There was confusion in the hall for a time, and an assembly of the household to witness the departure of Dr. Middleton and his daughter. Vernon had been driven off by Dr. Corney, who further recommended rest for Mr. Dale, and promised to keep an eye for Crossjay along the road.

"I think you will find him at the station, and if you do, command him to come straight back here," Laetitia said to Clara. The answer was an affectionate squeeze, and Clara's hand was extended to Willoughby, who bowed over it with perfect courtesy, bidding her adieu.

So the knot was cut. And the next carriage to Dr. Middleton's was Mrs. Mountstuart's, conveying the great lady and Colonel De Craye.

"I beg you not to wear that face with me," she said to him.

"I have had to dissemble, which I hate, and I have quite enough to endure, and I must be amused, or I shall run away from you and enlist that little countryman of yours, and him I can count on to be professionally restorative. Who can fathom the heart of a girl!

Here is Lady Busshe right once more! And I was wrong. She must be a gambler by nature. I never should have risked such a guess as that. Colonel De Craye, you lengthen your face preternaturally, you distort it purposely."

"Ma'am," returned De Craye, "the boast of our army is never to know when we are beaten, and that tells of a great-hearted soldiery. But there's a field where the Briton must own his defeat, whether smiling or crying, and I'm not so sure that a short howl doesn't do him honour."

"She was, I am certain, in love with Vernon Whitford all along.

Colonel De Craye!"

"Ah!" the colonel drank it in. "I have learnt that it was not the gentleman in whom I am chiefly interested. So it was not so hard for the lady to vow to friend Willoughby she would marry no one else?"

"Girls are unfathomable! And Lady Busshe--I know she did not go by character--shot one of her random guesses, and she triumphs.

We shall never hear the last of it. And I had all the opportunities. I'm bound to confess I had."

"Did you by chance, ma'am," De Craye said, with a twinkle, "drop a hint to Willoughby of her turn for Vernon Whitford?"

"No," said Mrs. Mountstuart, "I'm not a mischief-maker; and the policy of the county is to keep him in love with himself, or Patterne will be likely to be as dull as it was without a lady enthroned. When his pride is at ease he is a prince. I can read men. Now, Colonel De Craye, pray, be lively."

"I should have been livelier, I'm afraid, if you had dropped a bit of a hint to Willoughby. But you're the magnanimous person, ma'am, and revenge for a stroke in the game of love shows us unworthy to win."

Mrs. Mountstuart menaced him with her parasol. "I forbid sentiments, Colonel De Craye.
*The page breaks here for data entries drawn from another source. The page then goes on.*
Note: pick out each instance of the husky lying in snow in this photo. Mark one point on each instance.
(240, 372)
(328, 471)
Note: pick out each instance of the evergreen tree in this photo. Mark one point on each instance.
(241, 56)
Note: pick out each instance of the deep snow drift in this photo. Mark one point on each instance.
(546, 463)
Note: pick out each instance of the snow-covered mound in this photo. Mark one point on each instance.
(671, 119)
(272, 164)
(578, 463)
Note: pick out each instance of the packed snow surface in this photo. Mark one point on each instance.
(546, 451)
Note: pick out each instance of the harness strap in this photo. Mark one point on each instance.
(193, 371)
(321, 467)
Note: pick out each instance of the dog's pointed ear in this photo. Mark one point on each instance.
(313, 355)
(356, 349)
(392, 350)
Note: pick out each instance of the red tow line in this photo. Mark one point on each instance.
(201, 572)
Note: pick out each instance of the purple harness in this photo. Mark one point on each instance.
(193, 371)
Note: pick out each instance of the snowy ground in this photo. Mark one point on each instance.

They are always followed by sighs."

"Grant me five minutes of inward retirement, and I'll come out formed for your commands, ma'am," said he.
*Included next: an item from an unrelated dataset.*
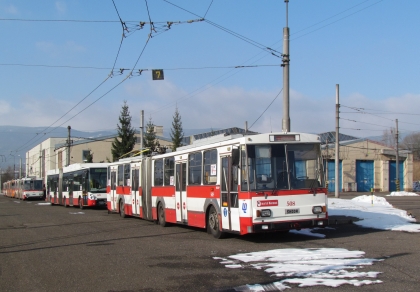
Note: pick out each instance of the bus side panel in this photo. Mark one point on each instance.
(167, 195)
Before the termination of that space De Craye was enchanting Mrs.

Mountstuart, and she in consequence was restored to her natural wit.
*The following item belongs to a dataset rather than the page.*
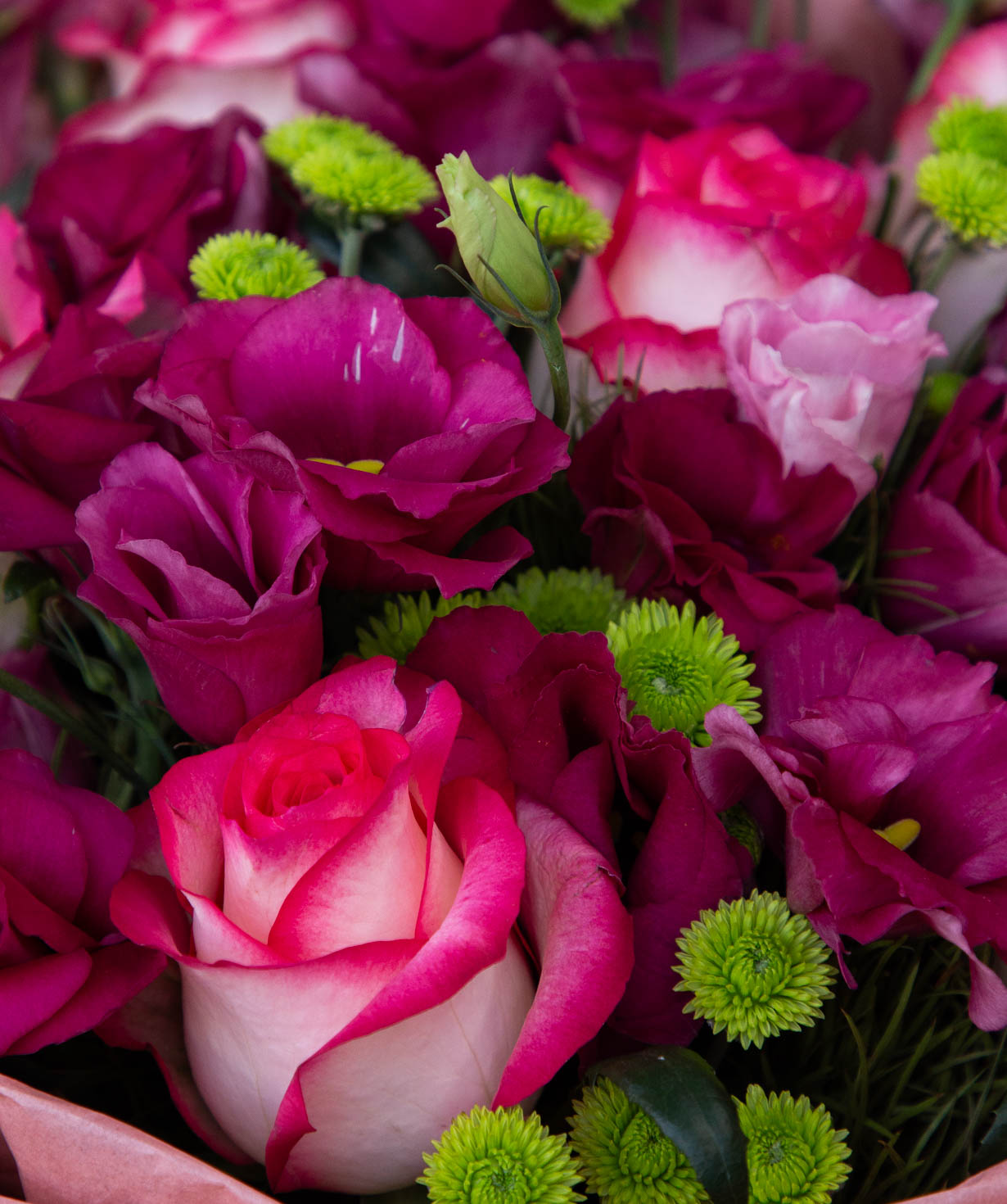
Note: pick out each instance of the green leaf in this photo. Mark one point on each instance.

So, and much so universally, the world of his dread and his unconscious worship wagged over Sir Willoughby Patterne and his change of brides, until the preparations for the festivities of the marriage flushed him in his county's eyes to something of the splendid glow he had worn on the great day of his majority. That was upon the season when two lovers met between the Swiss and Tyrol Alps over the Lake of Constance. Sitting beside them the Comic Muse is grave and sisterly. But taking a glance at the others of her late company of actors, she compresses her lips.